Python script to find structure of opportunities on Slovakia job market

Introduction


I will try to answer this simple question using google colab + python notebook + web crawling Slovak job ad site + simple NLP (mainly using regex and simple text transformations) and pandas with sklearn.

It's impossible to answer this question using something like TIOBE programming index. This index is composed using trend searches in popular search engines. It doesn't take into consideration what is actual demand for some programming language on job market, let alone niche market like Slovak.

How is this possible?


This is possible now due to change of law on Slovak job market, which basically force companies to publish lowest possible salary they are willing to pay for position. Companies tends to put higher figures in ads, to compete with each other. So real salaries are bit higher, but it should average itself out. There is one problem tough. There is no regulation what type of salary they should put on ad, so there are companies that put net salary and other put gross salary. But. there are not so many of those that put gross salaries.

Data


For correctness, jobs with salary lower than 900 and bigger than 5500 EUR will be ignored, because there is higher probability they are false positive.

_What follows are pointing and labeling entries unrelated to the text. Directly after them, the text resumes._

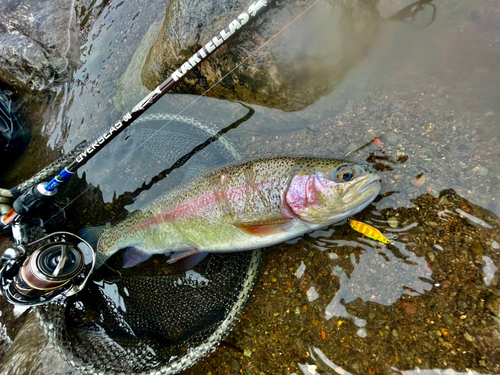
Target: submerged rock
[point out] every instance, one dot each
(36, 41)
(300, 66)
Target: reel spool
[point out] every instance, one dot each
(58, 266)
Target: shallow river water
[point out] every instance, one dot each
(426, 85)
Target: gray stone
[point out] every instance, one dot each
(37, 42)
(302, 64)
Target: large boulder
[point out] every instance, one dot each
(36, 42)
(302, 64)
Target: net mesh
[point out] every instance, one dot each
(152, 324)
(141, 322)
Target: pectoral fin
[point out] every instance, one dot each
(265, 228)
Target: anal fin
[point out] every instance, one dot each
(133, 256)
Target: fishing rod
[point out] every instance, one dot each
(33, 198)
(59, 265)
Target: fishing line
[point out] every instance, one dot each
(195, 100)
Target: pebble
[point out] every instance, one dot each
(418, 182)
(300, 270)
(469, 337)
(312, 294)
(393, 222)
(477, 248)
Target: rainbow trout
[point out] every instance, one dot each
(243, 206)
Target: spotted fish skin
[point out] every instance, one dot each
(245, 206)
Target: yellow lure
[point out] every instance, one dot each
(368, 231)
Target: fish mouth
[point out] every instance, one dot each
(370, 185)
(367, 183)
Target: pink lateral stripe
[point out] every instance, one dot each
(200, 205)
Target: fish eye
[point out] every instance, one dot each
(345, 174)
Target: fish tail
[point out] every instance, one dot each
(92, 235)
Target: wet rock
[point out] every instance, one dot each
(409, 307)
(492, 303)
(235, 365)
(476, 248)
(419, 180)
(37, 42)
(393, 222)
(283, 75)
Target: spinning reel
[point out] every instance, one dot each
(53, 267)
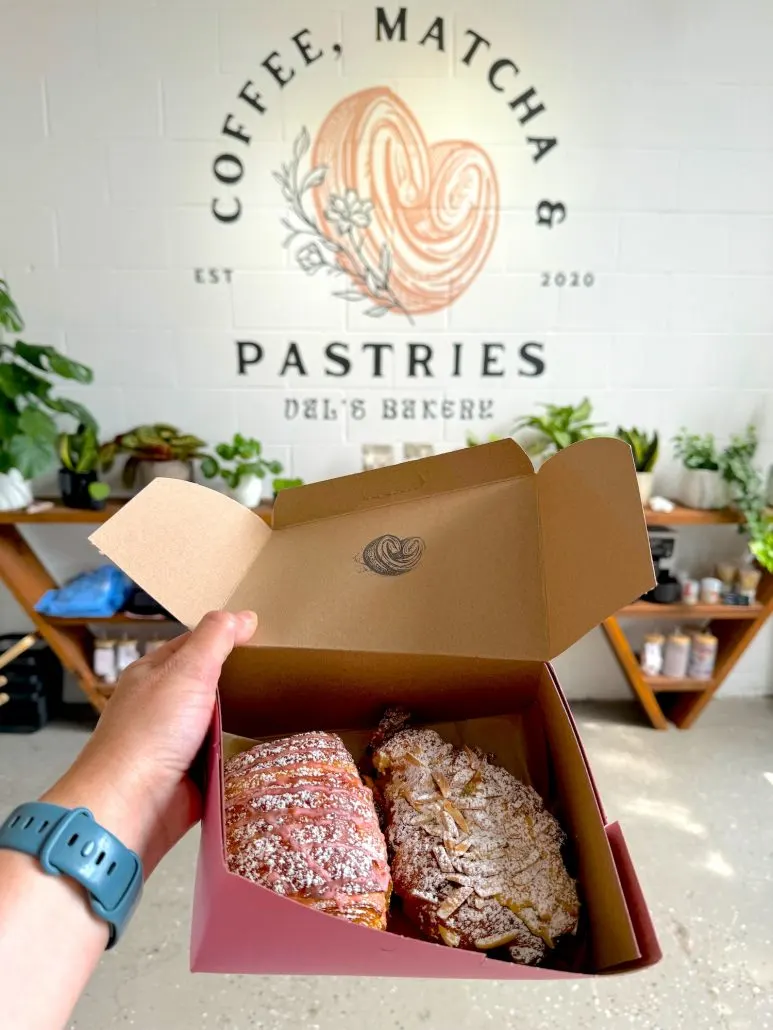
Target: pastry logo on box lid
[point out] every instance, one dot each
(391, 555)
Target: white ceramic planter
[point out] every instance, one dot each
(15, 491)
(644, 479)
(147, 471)
(248, 491)
(703, 488)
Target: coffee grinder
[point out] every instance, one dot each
(668, 588)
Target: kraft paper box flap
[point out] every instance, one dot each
(467, 554)
(595, 545)
(187, 546)
(460, 470)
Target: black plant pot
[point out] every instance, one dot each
(74, 489)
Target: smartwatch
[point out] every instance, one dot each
(70, 843)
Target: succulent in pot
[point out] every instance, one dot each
(286, 484)
(153, 451)
(747, 493)
(29, 406)
(78, 479)
(701, 483)
(559, 427)
(645, 450)
(241, 467)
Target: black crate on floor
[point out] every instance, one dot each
(33, 688)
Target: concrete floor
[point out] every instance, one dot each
(696, 809)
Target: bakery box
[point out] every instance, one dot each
(444, 586)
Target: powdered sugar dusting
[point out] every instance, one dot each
(475, 856)
(300, 821)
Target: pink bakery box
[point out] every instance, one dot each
(506, 560)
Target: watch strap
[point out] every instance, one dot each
(70, 843)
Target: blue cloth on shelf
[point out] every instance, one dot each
(97, 594)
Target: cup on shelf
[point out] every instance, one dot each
(748, 583)
(727, 572)
(691, 591)
(711, 590)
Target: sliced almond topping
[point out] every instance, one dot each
(473, 758)
(472, 784)
(457, 816)
(449, 937)
(489, 943)
(484, 890)
(458, 878)
(412, 760)
(457, 847)
(430, 825)
(443, 859)
(455, 901)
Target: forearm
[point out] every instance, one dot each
(49, 945)
(49, 940)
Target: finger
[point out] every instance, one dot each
(213, 640)
(170, 647)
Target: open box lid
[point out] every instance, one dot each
(469, 553)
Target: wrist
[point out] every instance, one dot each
(112, 796)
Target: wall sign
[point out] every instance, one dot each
(397, 221)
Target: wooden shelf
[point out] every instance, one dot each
(664, 684)
(646, 610)
(121, 618)
(57, 515)
(682, 700)
(694, 516)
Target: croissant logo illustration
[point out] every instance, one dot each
(391, 555)
(404, 225)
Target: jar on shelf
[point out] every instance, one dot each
(127, 651)
(676, 658)
(703, 656)
(103, 662)
(651, 654)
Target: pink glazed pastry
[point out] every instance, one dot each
(300, 822)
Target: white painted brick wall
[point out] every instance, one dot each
(111, 111)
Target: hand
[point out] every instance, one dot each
(133, 771)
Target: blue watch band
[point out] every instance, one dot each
(70, 843)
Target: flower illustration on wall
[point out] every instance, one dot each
(409, 225)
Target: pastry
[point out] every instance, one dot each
(475, 857)
(300, 821)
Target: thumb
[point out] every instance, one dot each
(213, 640)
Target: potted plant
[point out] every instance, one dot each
(645, 450)
(28, 408)
(286, 484)
(153, 450)
(559, 427)
(747, 493)
(701, 484)
(241, 466)
(78, 482)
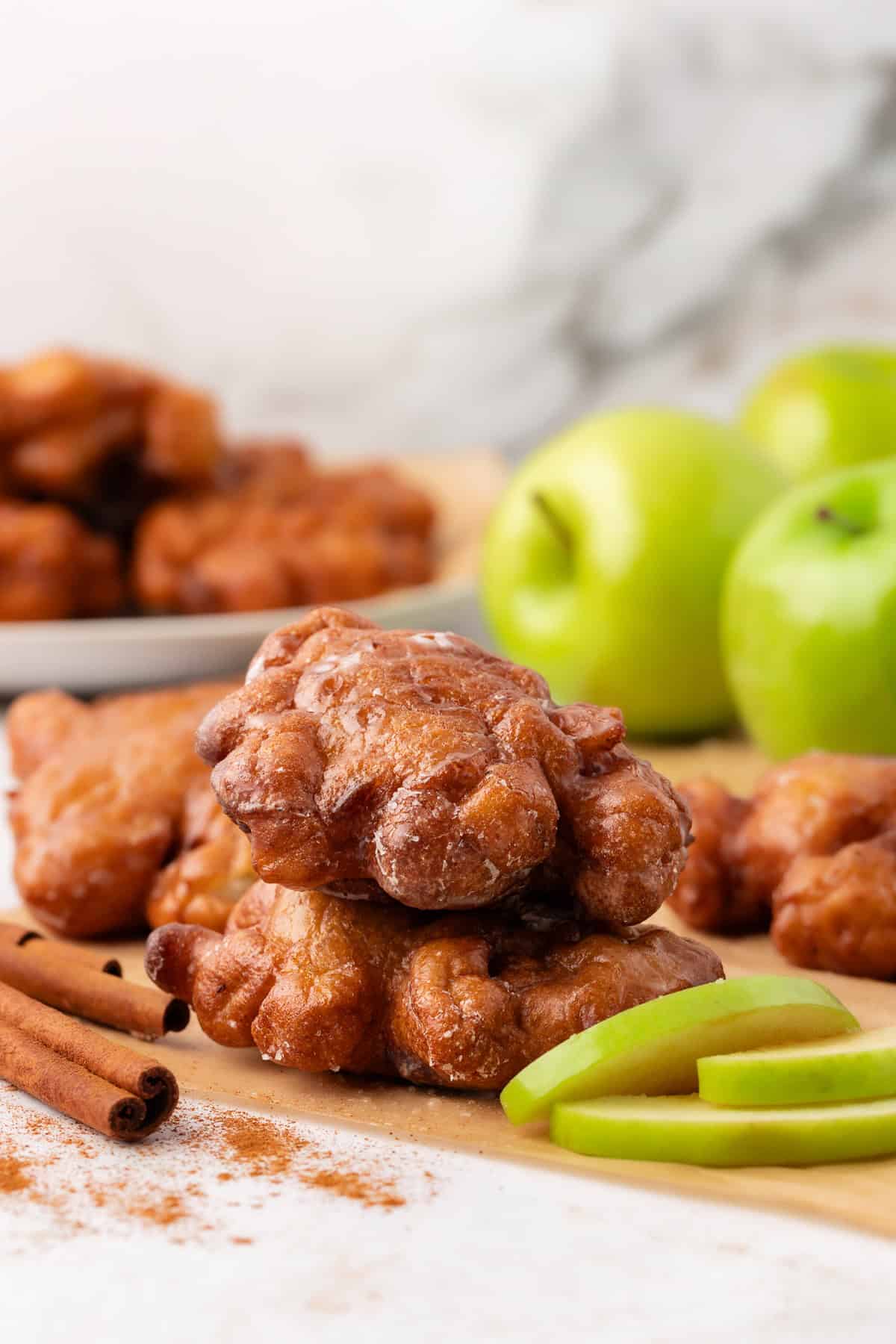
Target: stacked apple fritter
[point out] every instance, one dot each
(452, 863)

We will crawl most popular Slovak job ad site. Crawler will crawl through roughly 1200 pages of IT jobs. Some of which are full programming jobs, others are something in between (Managers, Support, Testers)

We will use corpus of words that will represent most popular programming languages. There will be tree different strategies for parsing programming languages from ad text. You shouldn't worry to much about this. Main reason for this it's difficulty to parse words like "C" or "R" programming languages from ad text, so we must treat it as single word that have no word boundaries.

Python scripts

Here is link to read only google colab python notebook without crawl code (code that actually rip/downloads content from job ad site)

Click here to see the scripts


Summary


As you can see there are some interesting surprises. Java is main language to learn if you want to make between 3000 and 4000 Euros.

Who knew bash is so important to learn? But on other hand is not so hard to learn it. :)

For lower paying positions PHP is main language, but you can also see there R at second spot (maybe some error in parsing?)

It no surprise that for higher salaries than 4000 EUR there is no clear winner. You must be generalist at these positions (Architects, Team Leads, Tech Leads). So answer to the question in title is: None, or there is not silver bullet, just be good at what you do and make sure to learn as much as you can.